- The rhetoric of the 2016 US election campaign and the evidence of President Donald Trump’s first year in office both point to the reality that, in the short term at least, European policymakers will need to take into consideration an uncertain, populist and conflictual US government that is focused on its narrow definition of America’s national interests to the exclusion of those of its long-standing allies.
- Over the past year, Trump has taken multiple policy positions that are antithetical to those of most European powers. He has signalled the withdrawal of the US from the Paris Agreement, questioned the viability of NATO, disavowed the Iran nuclear deal, and, most recently, recognized Jerusalem as Israel’s capital.
- In Europe, meanwhile, significant attention and political energy has been taken up with maintaining the credibility and coherence of the EU while managing the intended exit of the UK. This risks diverting focus and capacity away from common global concerns. Compounding this has been the rise of populism and nationalism in many states, which has increasingly challenged the supranational and internationalist ethos of the EU, and has restricted the scope for political leaders to act in accordance with its long-held principles.
- In this environment of significant political uncertainty on both sides of the Atlantic, is the relationship between the US and its European allies at risk of long-term divergence, or do recent areas of apparent policy difference reflect more cyclical trends that can be ridden out? This report – the culmination of a three-year research project by the US and the Americas Programme at Chatham House – explores the long-standing and fundamental drivers of US and European policymaking, and sets out recommendations to address the key structural factors that threaten the durability of transatlantic relations.

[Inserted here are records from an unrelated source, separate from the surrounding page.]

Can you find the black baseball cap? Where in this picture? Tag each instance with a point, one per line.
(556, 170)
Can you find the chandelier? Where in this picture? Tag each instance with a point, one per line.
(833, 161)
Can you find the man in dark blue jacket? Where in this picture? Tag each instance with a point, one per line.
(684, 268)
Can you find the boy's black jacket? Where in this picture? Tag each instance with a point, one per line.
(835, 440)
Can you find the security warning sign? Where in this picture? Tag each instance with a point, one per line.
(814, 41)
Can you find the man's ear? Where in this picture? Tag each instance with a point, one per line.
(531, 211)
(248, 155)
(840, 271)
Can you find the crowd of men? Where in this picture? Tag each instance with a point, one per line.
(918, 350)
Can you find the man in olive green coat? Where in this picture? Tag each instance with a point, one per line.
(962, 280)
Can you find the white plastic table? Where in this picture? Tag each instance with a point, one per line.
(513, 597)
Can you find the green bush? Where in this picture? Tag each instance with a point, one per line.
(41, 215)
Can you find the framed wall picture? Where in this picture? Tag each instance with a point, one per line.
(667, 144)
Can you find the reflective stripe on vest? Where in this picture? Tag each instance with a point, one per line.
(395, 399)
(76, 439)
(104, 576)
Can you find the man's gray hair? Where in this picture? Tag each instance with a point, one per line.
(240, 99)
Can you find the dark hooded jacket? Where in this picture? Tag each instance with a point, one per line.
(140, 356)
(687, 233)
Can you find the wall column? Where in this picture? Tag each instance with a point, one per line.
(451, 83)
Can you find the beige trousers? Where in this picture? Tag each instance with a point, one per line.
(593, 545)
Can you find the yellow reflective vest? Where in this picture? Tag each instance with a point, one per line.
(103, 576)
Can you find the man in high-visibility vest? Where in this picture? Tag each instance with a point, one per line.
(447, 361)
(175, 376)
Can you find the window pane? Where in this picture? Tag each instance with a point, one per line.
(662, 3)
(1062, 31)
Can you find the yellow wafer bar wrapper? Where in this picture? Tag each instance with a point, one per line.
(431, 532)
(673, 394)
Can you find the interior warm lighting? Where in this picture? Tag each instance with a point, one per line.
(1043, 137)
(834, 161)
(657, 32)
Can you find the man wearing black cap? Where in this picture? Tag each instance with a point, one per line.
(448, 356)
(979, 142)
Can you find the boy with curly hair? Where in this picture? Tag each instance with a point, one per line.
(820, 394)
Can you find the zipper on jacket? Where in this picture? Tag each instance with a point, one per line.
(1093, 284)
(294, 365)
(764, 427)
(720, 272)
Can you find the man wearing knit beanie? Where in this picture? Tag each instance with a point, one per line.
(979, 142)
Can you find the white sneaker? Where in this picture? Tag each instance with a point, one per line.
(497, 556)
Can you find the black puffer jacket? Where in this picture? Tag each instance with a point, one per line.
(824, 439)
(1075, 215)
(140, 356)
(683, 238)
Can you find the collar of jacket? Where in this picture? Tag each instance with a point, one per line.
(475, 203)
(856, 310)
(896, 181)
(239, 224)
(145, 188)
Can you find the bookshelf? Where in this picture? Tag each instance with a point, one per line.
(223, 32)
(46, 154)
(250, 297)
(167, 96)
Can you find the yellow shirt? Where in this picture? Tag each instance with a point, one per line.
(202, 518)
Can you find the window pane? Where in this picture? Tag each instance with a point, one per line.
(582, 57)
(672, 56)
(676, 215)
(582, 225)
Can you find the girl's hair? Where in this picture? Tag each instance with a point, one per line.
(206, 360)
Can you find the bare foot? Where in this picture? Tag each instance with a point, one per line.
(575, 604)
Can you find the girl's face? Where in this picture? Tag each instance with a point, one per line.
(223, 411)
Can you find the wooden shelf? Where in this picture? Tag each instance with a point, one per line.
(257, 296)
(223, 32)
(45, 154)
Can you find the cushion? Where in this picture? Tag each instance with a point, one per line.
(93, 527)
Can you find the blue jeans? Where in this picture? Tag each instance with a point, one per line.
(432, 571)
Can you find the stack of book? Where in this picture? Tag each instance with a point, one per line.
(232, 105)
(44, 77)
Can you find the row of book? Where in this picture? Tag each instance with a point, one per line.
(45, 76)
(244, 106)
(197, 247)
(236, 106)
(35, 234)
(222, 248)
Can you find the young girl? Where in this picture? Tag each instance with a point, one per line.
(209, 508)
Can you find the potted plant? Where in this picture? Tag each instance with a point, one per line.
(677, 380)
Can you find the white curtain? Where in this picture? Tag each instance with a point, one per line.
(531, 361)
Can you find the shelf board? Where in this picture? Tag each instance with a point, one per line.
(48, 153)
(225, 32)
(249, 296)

- Drawing on insights from a series of scenario workshops and case studies, the report examines the major influencing factors in recent US and European foreign policy decision-making. Of these, three sets of critical factors – demographics, access to food and energy resources, and the integrity of international institutions – are identified as structural and, in that they affect the transatlantic partners differently, as likely to lead to long-term divergence if not managed carefully.
- A number of additional factors could cause divisions between the US and Europe – such as economics, differing capabilities (particularly military capabilities), leadership personalities and political polarization. However, while these factors may cause real and meaningful shorter-term disruptions, they are more transient in nature and thus pose less of a long-term threat to the transatlantic relationship.
- During the current period of political uncertainty and flux, progress on specific transatlantic goals (from free trade to environmental protection) may halt or even go into reverse, particularly if they are dependent on senior government leadership. In some cases, there may still be room for manoeuvre through traditional bureaucratic channels. In others, however, transatlantic coordination will best be led by other interests, be they cities, regional state leaders or non-state actors.
- The report makes the case that while the transatlantic relationship may currently be traversing a period of divergence, this need not lead to a structural split over the longer term. Notwithstanding the present choppy waters, the fundamentals in relations between the US and Europe remain strong, and the prospects are mostly positive. It will be important, however, that leaders on both sides of the Atlantic maintain their focus on the structural drivers of potential convergence and divergence, and take steps to mitigate the risks of long-term divisions – chief among them:
- Valuing transatlantic cooperation as a goal in and of itself.
- Supporting transatlantic immigration.
- Reinforcing transatlantic energy flows.
- Rebuilding and strengthening institutions and norms.
- Better assessing – and balancing – US and European capabilities.
- Conducting joint analysis.
- Promoting transatlantic bridges between non-state actors.
- Engaging more often in transatlantic public debate.